The design begins in the center of the towel and is worked one row at a time from the middle out to each end. For this pattern, cut six 40-inch lengths of embroidery floss. You'll use all six strands together, so don't separate them. I used Perle cotton (size 5) for these towels. Thread a #24 tapestry (blunt) embroidery needle. Identify the middle “ vertical float” on the towel to begin the design.

When I refer to a vertical float, I am intending the threads that rise to form the tops of the waffles and that run vertically in the weave. If you catch the tops of these threads, the colored floss will follow through and lay atop the threads at the bottom of the waffles, making a perfect running stitch until you move up with a “slant stitch.” The combination of running stitches and slant stitches create the design.

Stitches are made always from the right to the left (or always left to right if you are left handed). This consistency is very important. A slant stitch is made by moving up two rows and catching the stitch indicated, again always from the right side of the threads. Follow the pattern, beginning at the bottom middle of the pattern, indicated by the arrow. Working right to left, catch the two floats indicated and pull the thread through the floats until you have an even amount of thread on both sides of the float. Each row of stitching will begin in this same way, with an even amount of thread on both sides of the middle. Immediately form a slant stitch two rows up from the starting point and directly above the left stitch. Please note that I'm giving these directions as a right-handed individual. If you are left handed, simply think opposite – left to right.

Continue to work the first (bottom) row of the pattern across to the left side of the towel, repeating the same pattern across. Do not cut the floss end.

Now come back to the middle, re-thread the remaining floss. Turn both the towel and the pattern upside down. Continue to work the first row (now the top row on the pattern) to the opposite side of the towel. Look carefully at the row to catch any mistakes. Do not cut the floss end.

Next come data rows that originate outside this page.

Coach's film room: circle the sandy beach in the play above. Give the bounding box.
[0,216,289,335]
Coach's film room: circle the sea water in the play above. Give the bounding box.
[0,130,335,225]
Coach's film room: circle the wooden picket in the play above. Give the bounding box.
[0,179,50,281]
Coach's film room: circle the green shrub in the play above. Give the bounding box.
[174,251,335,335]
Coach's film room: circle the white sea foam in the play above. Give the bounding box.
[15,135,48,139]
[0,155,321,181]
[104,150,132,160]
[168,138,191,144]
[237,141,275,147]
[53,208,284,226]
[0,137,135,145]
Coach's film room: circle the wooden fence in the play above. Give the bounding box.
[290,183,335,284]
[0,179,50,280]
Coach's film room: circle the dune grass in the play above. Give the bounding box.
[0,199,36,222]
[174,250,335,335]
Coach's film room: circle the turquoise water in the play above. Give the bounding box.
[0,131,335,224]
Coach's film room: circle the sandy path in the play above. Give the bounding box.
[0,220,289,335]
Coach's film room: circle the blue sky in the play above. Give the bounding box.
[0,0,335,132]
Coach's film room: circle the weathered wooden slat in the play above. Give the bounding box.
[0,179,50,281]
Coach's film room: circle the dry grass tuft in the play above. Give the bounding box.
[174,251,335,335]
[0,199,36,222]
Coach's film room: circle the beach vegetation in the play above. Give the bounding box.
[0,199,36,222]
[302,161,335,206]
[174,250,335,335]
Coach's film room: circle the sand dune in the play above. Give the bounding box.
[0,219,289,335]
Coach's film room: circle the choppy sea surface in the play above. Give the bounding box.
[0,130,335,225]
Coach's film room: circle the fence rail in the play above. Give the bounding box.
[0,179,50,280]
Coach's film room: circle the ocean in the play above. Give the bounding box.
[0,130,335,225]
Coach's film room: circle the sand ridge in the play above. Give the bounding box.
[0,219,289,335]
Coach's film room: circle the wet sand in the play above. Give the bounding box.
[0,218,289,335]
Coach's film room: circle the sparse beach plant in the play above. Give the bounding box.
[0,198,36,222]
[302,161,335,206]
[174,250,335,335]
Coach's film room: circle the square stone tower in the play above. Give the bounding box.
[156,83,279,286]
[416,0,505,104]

Follow the chart to stitch all the rows in the design. Always begin at the center of the row and work right to left. Do not cut and finish the ends until the design is complete. You will see the wisdom of this instruction the first time you find a mistake and have to pull out the row (or rows) to correct the mistake. It is also tempting to begin at the side instead of the middle. One important reason for working from the middle is that the slanted threads are not as easily distorted and seem to lay prettier. Also, the threads are not worn out from being pulled through so many times. And, there isn't as much to pull out if you make a mistake.

After all the rows are stitched, again check the design for mistakes and correct any mistakes that you see. With some designs, mistakes are hard to see until the pattern is finished, or nearly so. Don't feel discouraged by mistakes. The stitches are easily pulled out and then you have the fun of weaving them in again!

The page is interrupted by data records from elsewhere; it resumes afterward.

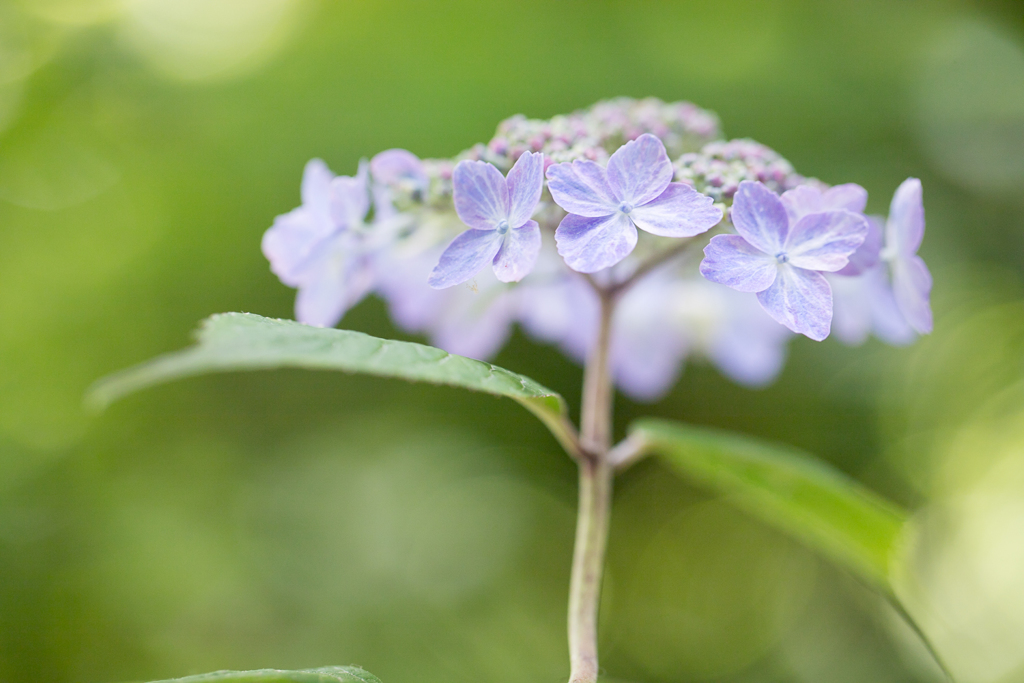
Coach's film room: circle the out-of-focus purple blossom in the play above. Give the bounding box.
[428,153,544,289]
[882,178,932,334]
[782,178,932,345]
[700,181,868,341]
[548,133,722,272]
[370,150,430,221]
[825,264,916,346]
[262,159,379,327]
[670,278,793,387]
[516,250,793,401]
[675,138,823,203]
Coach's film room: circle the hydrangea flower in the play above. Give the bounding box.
[782,178,932,345]
[700,180,867,341]
[370,148,430,220]
[428,152,544,289]
[548,133,722,272]
[781,183,914,345]
[377,244,518,360]
[262,159,374,327]
[882,178,932,334]
[674,138,823,204]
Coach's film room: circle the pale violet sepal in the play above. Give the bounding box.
[427,152,544,289]
[547,133,722,273]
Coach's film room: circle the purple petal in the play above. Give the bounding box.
[700,234,779,292]
[505,152,544,227]
[780,182,867,225]
[836,216,882,275]
[731,180,790,256]
[555,211,637,272]
[630,182,722,238]
[779,185,822,224]
[302,159,334,218]
[708,295,791,387]
[825,273,871,346]
[370,148,428,187]
[261,206,336,287]
[609,272,687,401]
[608,133,673,207]
[610,325,686,402]
[427,229,504,290]
[371,183,398,223]
[892,255,932,335]
[758,265,831,341]
[826,266,916,346]
[430,281,516,360]
[886,178,927,258]
[494,220,541,283]
[548,159,618,218]
[331,162,370,227]
[295,234,373,328]
[783,211,867,271]
[821,182,867,213]
[452,160,509,230]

Now you'll need to address all those floss ends. There are a couple of ways to finish the ends. With each thread end, take a small back stitch in the side hem or into the serged edge and bury the thread along the edge of the towel. Clip the thread and tug the end back into the hem. If there is a side hem on the towel, simply run the thread through the fabric and come out at the side edge. Do this with each of the thread ends and then machine stitch from the top of the rows to the bottom approximately ¼-inch from the side edge. This stitching will secure the threads. Clip floss ends as close as possible to the towel.

1 comment:

  1. Beautiful. Will try it as part of a gift for an upcoming wedding. Thank you.